Local optimization is something we do in everyday life. I would rather not have garbage on my doorstep, but its alright if its on my neighbor’s, which still makes the neighborhood, and the city, stink.

When it comes to the workplace, we see examples of this all around us, both at our clients as well as inside our organizations. A sales team wants to meet or exceed its targets, a business division wants to get more of the organization’s customers to use its product, a local office wants to achieve its topline and bottom-line goals and so on. They don't stop for a moment to think of how their actions affect the larger organizational environment. If they did, it could be a very different story. 

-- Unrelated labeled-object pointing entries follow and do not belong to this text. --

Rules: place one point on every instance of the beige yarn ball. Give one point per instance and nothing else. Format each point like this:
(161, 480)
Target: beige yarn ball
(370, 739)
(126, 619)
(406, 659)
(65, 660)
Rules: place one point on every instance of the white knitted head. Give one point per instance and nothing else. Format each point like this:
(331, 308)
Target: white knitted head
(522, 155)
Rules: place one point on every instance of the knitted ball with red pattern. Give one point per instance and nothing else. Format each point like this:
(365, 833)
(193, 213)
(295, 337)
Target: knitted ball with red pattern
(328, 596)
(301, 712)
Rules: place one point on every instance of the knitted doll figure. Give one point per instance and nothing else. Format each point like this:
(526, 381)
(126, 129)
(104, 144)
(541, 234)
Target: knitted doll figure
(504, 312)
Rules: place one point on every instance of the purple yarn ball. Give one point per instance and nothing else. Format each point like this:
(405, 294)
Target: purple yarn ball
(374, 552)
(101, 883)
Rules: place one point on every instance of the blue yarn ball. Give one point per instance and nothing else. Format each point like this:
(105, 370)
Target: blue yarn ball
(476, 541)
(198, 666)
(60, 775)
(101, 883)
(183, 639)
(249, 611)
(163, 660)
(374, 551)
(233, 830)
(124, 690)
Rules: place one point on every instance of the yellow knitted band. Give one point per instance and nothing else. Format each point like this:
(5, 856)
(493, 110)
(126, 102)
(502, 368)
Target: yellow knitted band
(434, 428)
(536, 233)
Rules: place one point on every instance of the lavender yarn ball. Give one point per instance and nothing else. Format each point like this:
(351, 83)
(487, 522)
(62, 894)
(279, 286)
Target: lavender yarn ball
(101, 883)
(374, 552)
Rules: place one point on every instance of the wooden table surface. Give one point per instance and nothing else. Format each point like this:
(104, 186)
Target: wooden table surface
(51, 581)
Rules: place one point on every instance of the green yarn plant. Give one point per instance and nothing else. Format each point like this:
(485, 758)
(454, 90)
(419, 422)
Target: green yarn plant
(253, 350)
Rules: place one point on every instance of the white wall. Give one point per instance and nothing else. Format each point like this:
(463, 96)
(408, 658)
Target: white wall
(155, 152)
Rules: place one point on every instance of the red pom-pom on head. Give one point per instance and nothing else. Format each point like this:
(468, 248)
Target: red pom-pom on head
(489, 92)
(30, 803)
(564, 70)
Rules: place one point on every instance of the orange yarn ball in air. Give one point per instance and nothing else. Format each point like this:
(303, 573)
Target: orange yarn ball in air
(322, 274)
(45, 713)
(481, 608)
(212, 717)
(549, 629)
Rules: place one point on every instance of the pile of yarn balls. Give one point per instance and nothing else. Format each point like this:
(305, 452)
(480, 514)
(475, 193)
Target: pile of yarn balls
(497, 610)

As examples, if a business division stopped to assess how the organization’s customers experience its existing products and services, they might find that rather than introducing a new product, they would prefer this one thing that would make their existing experience much better. If a local office realized that the larger parent organization will benefit more by moving its resources to help in another part of the organization, rather than hanging onto them in the slim hope they can get utilized locally.

This can be brought down to the IT project level as well. People familiar with story walls used in teams following an agile process would have often encountered a large pile up of stories in some column on the wall, usually tending to be testing. Why does that happen? Yes, local optimization. We normally assume development to be the bottleneck and a lot of planning is centered around it. So we end up optimizing for one part of the system rather than taking an overall view. Moves like pairing up developers and testers to deliver an end-to-end story with all necessary testing in place are a step in the right direction.

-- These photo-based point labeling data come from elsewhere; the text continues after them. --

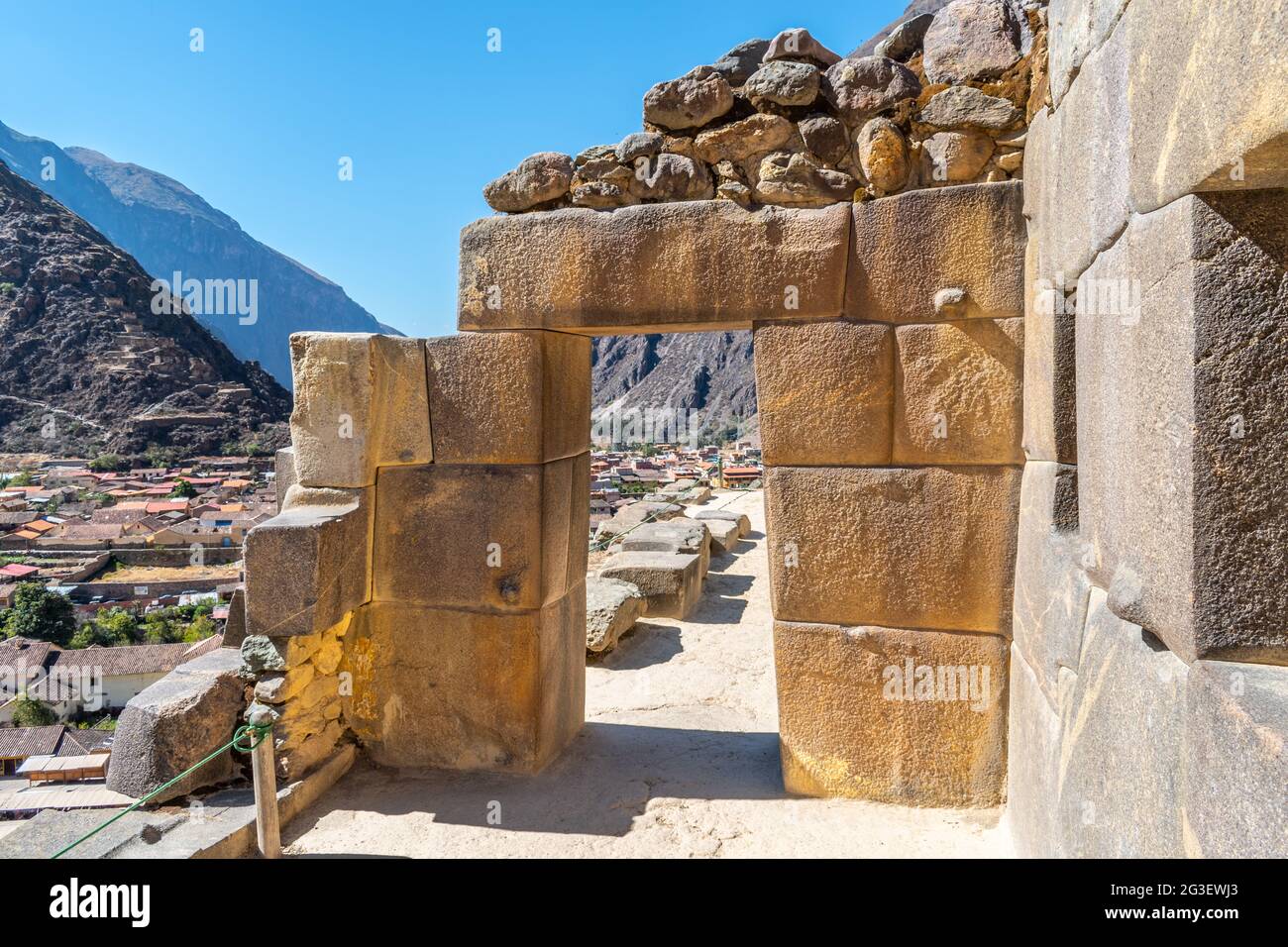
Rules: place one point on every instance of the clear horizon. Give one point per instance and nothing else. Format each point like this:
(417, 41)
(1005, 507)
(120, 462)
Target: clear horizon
(258, 121)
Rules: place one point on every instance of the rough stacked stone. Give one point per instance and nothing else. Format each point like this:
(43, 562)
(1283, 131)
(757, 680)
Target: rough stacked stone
(1149, 701)
(772, 121)
(893, 449)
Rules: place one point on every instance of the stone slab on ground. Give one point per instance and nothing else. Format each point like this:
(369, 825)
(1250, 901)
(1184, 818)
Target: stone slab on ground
(612, 609)
(175, 723)
(679, 758)
(670, 581)
(679, 535)
(890, 715)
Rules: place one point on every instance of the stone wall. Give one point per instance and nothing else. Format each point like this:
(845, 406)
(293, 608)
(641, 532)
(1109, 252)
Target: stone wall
(1149, 697)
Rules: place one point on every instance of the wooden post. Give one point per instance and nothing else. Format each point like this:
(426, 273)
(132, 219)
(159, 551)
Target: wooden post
(267, 826)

So how do we stop or avoid this behavior? It’s not easy to take a step back and see the effect on the larger system. It often requires an outsider to ask guiding questions that may help those closer to the issue to realize that they are optimizing locally. But this is going to be a skill that good managers need to develop in themselves and their teams. A fundamental question, which they need to ask themselves, is "what is your goal?” The answer to that can help them determine whether they are victims of local optimization.